After completing the FRESH model using a subset of my data, I was able to get estimates of suitable biomass available at each transect that I sampled. I replicated similar graphs to my biomass density for native vs invasive species and the results are fairly similar. Like the biomass plots, there is a higher density in the south end of our study area when looking at the suitable biomass overall for the study area.

Code
suitable.summary <- suitable.map %>%
   filter(!is.na(SuitableBiomass) & SuitableBiomass > 0)  # Remove NAs
  
ggplot(suitable.summary, aes(x = Easting, y = Northing, weight = SuitableBiomass)) +
  stat_density_2d(aes(fill = after_stat(density)), geom = "raster", contour = FALSE) +
  scale_fill_viridis_c(
    name = "Suitable Biomass Density", 
    option = "turbo",
    breaks = c(0.5e-09, 3.5e-09),  # Define specific density values
    labels = c("Low", "High")  # Replace numerical values with "Low" and "High"
  ) +  
  labs(title = "Density of Suitable Biomass",
       x = "Easting", 
       y = "Northing") +
  theme_minimal() +
  theme(axis.text = element_blank(),  # Remove tick labels
    axis.ticks = element_blank())  # Rotate x-axis labels

Code
#|warning: false
#| message: false
suitablemonth.sum <- suitable.map %>%
  filter(!is.na(SuitableBiomass) & SuitableBiomass > 0) %>%
    mutate(Month = case_when(
      Julian_Day >= 93 & Julian_Day < 124 ~ "April",
      Julian_Day >= 124 & Julian_Day < 155 ~ "May",
      Julian_Day >= 155 & Julian_Day < 185 ~ "June",
      Julian_Day >= 185 & Julian_Day <= 212 ~ "July",
      TRUE ~ NA_character_
    )) %>%
  filter(!is.na(Month)) %>%
  mutate(Month = factor(Month, levels = c("April", "May", "June", "July")))

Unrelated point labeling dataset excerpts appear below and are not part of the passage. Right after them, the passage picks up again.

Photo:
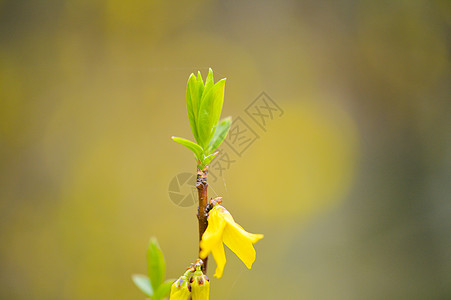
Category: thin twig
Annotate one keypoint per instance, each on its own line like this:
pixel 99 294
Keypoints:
pixel 202 186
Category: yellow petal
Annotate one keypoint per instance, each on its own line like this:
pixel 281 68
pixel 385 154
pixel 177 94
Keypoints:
pixel 219 256
pixel 240 241
pixel 240 244
pixel 230 221
pixel 213 234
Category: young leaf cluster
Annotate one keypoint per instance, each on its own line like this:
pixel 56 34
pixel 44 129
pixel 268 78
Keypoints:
pixel 154 285
pixel 204 105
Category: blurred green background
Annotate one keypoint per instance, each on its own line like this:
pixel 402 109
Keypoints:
pixel 350 185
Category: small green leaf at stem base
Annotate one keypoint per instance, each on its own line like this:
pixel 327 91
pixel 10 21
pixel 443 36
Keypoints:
pixel 143 283
pixel 209 112
pixel 222 129
pixel 164 290
pixel 156 266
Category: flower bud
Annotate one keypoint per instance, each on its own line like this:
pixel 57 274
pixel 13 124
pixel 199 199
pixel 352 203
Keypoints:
pixel 180 289
pixel 200 285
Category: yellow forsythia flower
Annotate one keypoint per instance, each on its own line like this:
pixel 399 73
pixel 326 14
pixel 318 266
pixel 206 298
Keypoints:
pixel 200 285
pixel 180 289
pixel 222 228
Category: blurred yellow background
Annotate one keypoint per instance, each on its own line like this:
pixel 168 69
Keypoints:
pixel 350 185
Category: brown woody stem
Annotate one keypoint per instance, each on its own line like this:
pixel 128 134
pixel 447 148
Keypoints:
pixel 202 186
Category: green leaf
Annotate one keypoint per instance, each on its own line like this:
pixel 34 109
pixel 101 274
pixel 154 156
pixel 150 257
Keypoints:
pixel 198 151
pixel 193 96
pixel 164 289
pixel 209 81
pixel 155 264
pixel 220 134
pixel 143 283
pixel 207 160
pixel 209 112
pixel 200 83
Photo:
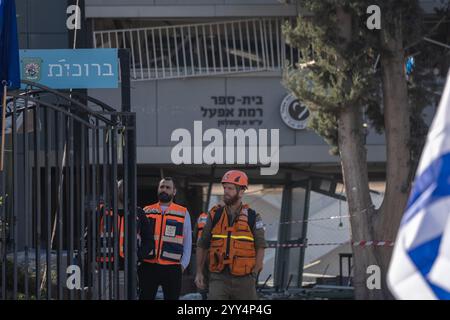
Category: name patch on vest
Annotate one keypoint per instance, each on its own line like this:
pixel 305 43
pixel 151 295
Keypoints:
pixel 170 231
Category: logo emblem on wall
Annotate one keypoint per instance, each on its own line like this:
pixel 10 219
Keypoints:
pixel 294 113
pixel 32 69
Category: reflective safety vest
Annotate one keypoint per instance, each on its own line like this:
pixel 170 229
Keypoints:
pixel 232 242
pixel 167 248
pixel 201 222
pixel 106 235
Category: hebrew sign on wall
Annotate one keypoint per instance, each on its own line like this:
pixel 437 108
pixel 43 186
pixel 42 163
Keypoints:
pixel 71 69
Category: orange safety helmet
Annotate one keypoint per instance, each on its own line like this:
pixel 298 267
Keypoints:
pixel 236 177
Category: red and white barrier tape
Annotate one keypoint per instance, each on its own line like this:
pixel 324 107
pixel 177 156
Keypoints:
pixel 319 219
pixel 362 244
pixel 308 220
pixel 373 243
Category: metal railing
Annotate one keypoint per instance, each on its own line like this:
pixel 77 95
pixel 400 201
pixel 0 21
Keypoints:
pixel 59 193
pixel 206 49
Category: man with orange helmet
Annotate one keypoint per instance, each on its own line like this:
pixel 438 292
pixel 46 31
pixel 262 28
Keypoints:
pixel 233 240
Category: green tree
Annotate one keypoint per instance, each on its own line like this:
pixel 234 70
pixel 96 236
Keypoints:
pixel 347 72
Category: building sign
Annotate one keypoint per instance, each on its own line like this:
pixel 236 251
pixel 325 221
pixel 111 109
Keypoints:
pixel 235 111
pixel 294 113
pixel 71 69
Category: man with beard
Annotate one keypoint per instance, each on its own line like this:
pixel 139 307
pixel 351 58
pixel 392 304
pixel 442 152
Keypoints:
pixel 167 241
pixel 233 239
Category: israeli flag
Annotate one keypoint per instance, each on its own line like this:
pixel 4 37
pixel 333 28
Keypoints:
pixel 420 264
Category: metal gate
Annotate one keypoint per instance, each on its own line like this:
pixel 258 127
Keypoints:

# Normalize biomass within each month (to make sample sizes comparable)
suitablemonth.sum <- suitablemonth.sum %>%
  group_by(Month) %>%
  mutate(Total_SuitableBiomass = sum(SuitableBiomass),  # Calculate total biomass for each month
         Normalized_SuitableBiomass = SuitableBiomass / Total_SuitableBiomass) %>%  # Normalize biomass
  ungroup()  # Remove grouping


# Create density plot faceted by Month and Status
ggplot(suitablemonth.sum, aes(x = Easting, y = Northing, weight = Normalized_SuitableBiomass)) +
  stat_density_2d(aes(fill = after_stat(density)), geom = "raster", contour = FALSE) +
  facet_grid("Month") +  # Grid facet by Month (rows) and Status (columns)
  scale_fill_viridis_c(
    name = "Suitable Biomass Density", 
    option = "turbo",
    breaks = c(1e-09, 9e-09),  # Define specific density values
    labels = c("Low ", "High ")  # Replace numerical values with "Low" and "High"
  ) +  
  labs(title = "Normalized Density of Suitable Biomass",
       x = "Easting", 
       y = "Northing") +
  theme_minimal() +
  theme(axis.text = element_blank(),  # Remove tick labels
        axis.ticks = element_blank())
Warning: The following aesthetics were dropped during statistical transformation:
weight.
ℹ This can happen when ggplot fails to infer the correct grouping structure in
  the data.
ℹ Did you forget to specify a `group` aesthetic or to convert a numerical
  variable into a factor?
The following aesthetics were dropped during statistical transformation:
weight.
ℹ This can happen when ggplot fails to infer the correct grouping structure in
  the data.
ℹ Did you forget to specify a `group` aesthetic or to convert a numerical
  variable into a factor?
The following aesthetics were dropped during statistical transformation:
weight.
ℹ This can happen when ggplot fails to infer the correct grouping structure in
  the data.
ℹ Did you forget to specify a `group` aesthetic or to convert a numerical
  variable into a factor?
The following aesthetics were dropped during statistical transformation:
weight.
ℹ This can happen when ggplot fails to infer the correct grouping structure in
  the data.
ℹ Did you forget to specify a `group` aesthetic or to convert a numerical
  variable into a factor?

When looking at the density of suitable biomass month by month, May still has the highest density of suitable biomass. While this is most likely the month with the largest amount of species in their nutrient dense phase, it is also the month that we sampled the most. So I feel like the sampling efforts may be slightly skewing my data.

In order to truly see these values accurately represented across my study area, I will need to start creating my predictive GAM. This will allow me to project these values of suitable biomass to other 30x30m pixels with similar covariates and predict how vegetative quality changes throughout the canyon in different times of the year.